Devrimin başarıya ulaşmasında gazilere çok görev düştüğünü belirten Sorxwîn, gazilerin halkın içerisinde olması gerektiğini, devrimci halk savaşında örgütlenmelerini ve devrim kişiliği yaratma çalışmalarında yer almaları gerektiğini vurguluyor. Sorxwîn, “Gazilerin diğer bir görevi de devrime, devrimin kimliğine sahip çıkmaktır. Devrime sahip çıkmak 5 bin yıllık egemenlikçi zihniyete karşı durmaktır. Bu kadın özgürlüğünü esas almaktır çünkü. Katledilen, tecavüze uğrayan, şiddet gören, toplumsal yaşamda vasıfsız bırakılan, iradesi gasp edilen kadınlar devrim içerisinde yer almalı, devrime sahip çıkmalıdır. Biliyoruz ki bu ataerkil zihniyeti ortadan kaldırmanın yolu eğitimdir. Önder Apo’nun ekolojik, kadın özgürlükçü, cinsiyet eşitlikçi, özgürlükçü paradigmasını bu devrimin içerisine gaziler oturtabilir” diyor. 
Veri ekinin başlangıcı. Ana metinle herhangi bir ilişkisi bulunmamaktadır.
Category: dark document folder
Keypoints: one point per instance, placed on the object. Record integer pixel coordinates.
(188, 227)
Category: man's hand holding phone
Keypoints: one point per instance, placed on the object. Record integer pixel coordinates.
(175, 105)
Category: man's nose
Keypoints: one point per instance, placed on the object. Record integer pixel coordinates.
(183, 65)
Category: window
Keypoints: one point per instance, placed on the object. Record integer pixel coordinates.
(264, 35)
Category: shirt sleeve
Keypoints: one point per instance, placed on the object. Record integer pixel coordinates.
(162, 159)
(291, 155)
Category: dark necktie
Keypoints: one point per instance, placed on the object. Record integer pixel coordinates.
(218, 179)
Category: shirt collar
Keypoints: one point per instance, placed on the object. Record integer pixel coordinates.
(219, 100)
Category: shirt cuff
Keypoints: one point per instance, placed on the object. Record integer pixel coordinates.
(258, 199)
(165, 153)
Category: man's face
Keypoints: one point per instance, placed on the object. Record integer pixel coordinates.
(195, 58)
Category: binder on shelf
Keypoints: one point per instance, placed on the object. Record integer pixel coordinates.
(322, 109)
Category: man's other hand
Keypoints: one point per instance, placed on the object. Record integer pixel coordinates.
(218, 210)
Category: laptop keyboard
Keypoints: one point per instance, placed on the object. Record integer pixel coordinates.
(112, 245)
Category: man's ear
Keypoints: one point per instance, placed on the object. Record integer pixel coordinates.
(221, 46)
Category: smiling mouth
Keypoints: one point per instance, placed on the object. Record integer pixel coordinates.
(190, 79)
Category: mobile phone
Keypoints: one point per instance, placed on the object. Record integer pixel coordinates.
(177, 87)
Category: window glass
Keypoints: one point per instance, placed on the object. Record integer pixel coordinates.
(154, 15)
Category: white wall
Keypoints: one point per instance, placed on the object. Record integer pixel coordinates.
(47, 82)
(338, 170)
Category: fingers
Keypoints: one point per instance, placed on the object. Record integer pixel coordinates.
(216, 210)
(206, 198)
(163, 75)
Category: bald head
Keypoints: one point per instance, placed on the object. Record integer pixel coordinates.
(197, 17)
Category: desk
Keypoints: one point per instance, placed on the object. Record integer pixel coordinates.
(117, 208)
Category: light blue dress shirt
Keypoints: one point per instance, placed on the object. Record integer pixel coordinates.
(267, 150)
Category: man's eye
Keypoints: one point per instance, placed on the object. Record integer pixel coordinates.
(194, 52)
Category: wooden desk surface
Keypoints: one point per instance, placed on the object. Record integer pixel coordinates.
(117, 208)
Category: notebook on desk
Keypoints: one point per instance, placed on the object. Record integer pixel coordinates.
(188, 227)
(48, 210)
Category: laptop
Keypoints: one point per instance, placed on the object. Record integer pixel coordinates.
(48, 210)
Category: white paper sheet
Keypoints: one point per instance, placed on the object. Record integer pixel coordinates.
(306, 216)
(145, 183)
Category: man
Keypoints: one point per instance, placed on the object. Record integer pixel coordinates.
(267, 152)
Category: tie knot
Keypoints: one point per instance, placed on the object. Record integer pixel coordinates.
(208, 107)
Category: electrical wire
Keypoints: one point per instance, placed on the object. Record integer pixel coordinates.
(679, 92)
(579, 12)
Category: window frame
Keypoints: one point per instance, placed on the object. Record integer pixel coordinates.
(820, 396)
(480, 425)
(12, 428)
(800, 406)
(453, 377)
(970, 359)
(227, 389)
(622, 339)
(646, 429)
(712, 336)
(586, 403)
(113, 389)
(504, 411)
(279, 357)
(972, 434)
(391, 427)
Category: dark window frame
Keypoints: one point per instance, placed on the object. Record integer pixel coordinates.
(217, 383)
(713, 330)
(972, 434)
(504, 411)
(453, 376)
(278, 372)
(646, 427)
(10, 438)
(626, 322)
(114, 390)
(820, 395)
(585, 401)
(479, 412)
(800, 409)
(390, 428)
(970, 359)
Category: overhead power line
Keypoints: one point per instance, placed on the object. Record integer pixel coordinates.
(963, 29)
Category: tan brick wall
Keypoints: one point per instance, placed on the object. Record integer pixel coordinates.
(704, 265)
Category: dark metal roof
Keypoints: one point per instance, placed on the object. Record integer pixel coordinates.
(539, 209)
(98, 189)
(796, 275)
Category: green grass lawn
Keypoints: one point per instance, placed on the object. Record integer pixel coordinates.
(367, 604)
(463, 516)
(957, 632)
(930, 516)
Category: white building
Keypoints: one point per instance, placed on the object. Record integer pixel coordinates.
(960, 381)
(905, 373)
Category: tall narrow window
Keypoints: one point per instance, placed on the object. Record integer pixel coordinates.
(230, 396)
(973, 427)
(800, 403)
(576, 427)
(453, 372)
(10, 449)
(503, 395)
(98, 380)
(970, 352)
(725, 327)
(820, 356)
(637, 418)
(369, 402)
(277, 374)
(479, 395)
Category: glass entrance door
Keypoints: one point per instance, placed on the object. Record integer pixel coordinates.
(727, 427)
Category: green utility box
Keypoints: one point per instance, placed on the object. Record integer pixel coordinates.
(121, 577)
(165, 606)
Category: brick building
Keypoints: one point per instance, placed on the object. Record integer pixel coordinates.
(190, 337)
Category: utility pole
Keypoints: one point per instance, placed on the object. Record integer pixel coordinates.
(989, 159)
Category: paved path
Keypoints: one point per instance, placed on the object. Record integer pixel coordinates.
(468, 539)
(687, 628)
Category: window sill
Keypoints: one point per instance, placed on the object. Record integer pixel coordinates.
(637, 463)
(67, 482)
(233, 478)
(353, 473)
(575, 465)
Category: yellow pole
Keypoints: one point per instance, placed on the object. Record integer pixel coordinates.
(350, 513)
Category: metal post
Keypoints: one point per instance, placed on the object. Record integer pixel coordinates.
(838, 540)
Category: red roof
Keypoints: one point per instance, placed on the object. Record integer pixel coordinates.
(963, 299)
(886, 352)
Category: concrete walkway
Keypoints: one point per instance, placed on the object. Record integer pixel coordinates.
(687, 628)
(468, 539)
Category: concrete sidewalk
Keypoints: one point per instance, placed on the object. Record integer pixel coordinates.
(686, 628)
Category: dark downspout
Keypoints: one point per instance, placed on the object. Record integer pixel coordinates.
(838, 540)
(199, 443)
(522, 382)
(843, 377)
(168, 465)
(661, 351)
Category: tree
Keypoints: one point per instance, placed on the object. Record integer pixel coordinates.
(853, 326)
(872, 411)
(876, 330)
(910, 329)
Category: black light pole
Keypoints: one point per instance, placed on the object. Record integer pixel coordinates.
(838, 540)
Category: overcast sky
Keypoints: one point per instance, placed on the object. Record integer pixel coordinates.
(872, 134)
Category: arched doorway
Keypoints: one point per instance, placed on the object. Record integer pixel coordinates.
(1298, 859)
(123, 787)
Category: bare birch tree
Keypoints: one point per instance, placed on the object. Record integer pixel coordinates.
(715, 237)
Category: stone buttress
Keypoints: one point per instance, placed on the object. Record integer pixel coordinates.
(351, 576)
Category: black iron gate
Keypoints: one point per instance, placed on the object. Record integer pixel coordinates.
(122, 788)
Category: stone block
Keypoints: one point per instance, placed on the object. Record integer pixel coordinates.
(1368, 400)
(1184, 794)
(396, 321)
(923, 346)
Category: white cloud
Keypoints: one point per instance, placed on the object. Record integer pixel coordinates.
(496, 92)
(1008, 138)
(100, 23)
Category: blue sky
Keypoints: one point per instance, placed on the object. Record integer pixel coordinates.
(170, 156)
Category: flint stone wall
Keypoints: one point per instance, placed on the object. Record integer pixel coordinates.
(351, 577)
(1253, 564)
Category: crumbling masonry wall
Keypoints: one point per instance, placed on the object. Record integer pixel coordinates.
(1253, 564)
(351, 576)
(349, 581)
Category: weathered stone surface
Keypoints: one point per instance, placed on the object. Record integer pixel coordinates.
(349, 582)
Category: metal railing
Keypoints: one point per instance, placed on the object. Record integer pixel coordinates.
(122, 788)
Kürt halkının yıllarca anadilinde eğitim, öğrenim görmekten mahrum bırakıldığını, yüzyıldır köle olarak yaşamaya mecbur bırakıldığını, katliamlardan geçirildiğini ifade ediyor Sorxwîn, tüm bu gerçeklikleri halka anlatacak kişilerden en önemlilerin yine gaziler olduğunu vurguluyor. “Devrimin anlamı nedir? Neden devrim yapıldı?” sorularının önemli olduğunu da belirten Sorxwîn, bu soruların cevaplarını halka anlatacak kişilerin, devrimin ana motoru olan gaziler olduğunu ifade ediyor. 

** * 

Kaybetme lüksümüz yok

Türk devletini Rojava’ya yönelik saldırılarına işaret eden Sorxwîn, olası bir saldırının NATO’dan izin alınmadan gerçekleşmeyeceğini belirtti. Türk devletinin son günlerdeki saldırı tehditlerinin NATO’dan aldığı onayın göstergesi olduğunu söyleyen Sorxwîn, “DAİŞ’i bitirdiğimizden beri Rojava’ya dönük saldırı ve yönelimler arttı. Saldıranın Türk devleti ve desteklediği çeteler gibi görünse de, biz bunun uluslararası bir konsept olduğunun farkındayız” dedi. “Bugün Türk devleti Kürdistan dağlarında gerillaya yenilmiş durumdadır” diyen Sorxwîn, Zap, Avaşîn, Metîna’dan, Botan ve Dersim’e kadar gerillanın Türk devletini yendiğini, Türk devletinin büyük bir kırılma yaşadığını vurguladı. Sorxwîn, “Büyük kayıpları var. Türk devletinin bu yenilgiden sonra Rojava’ya saldıracağını öngörebiliyoruz. Bundan dolayı herkesin devrim değerlerini, halkını koruma zamanıdır” diye ifade ediyor.

“YPG, YPJ, QSD, Rojava halklarının, enternasyonallerin, kadınların ve devrimcilerin bu saldırılara karşı durması, devrimi sahiplenmesi gerekiyor” çağrısında bulunan Sorxwîn, devrimin kazanımlarına sahip çıkılması gerektiğinin altını çizdi. Sorxwîn, “Uluslararası güçlere canları istediğinde, çıkarları söz konusu olduğunda bu devrime saldıramayacaklarını göstermemiz gerekiyor. Daha güçlü, etkili, yaratıcı, zafere odaklı çözümler bulmalıyız. Saldırılara karşı durmalı, direnmeliyiz.  Bu devrim bastırılır, dağıtılırsa halklarımız, halkımız bir yüz yıl daha köleliğe mahkum edilecektir. Bizim bir daha kaybetme lüksümüz yoktur” diye vurguluyor.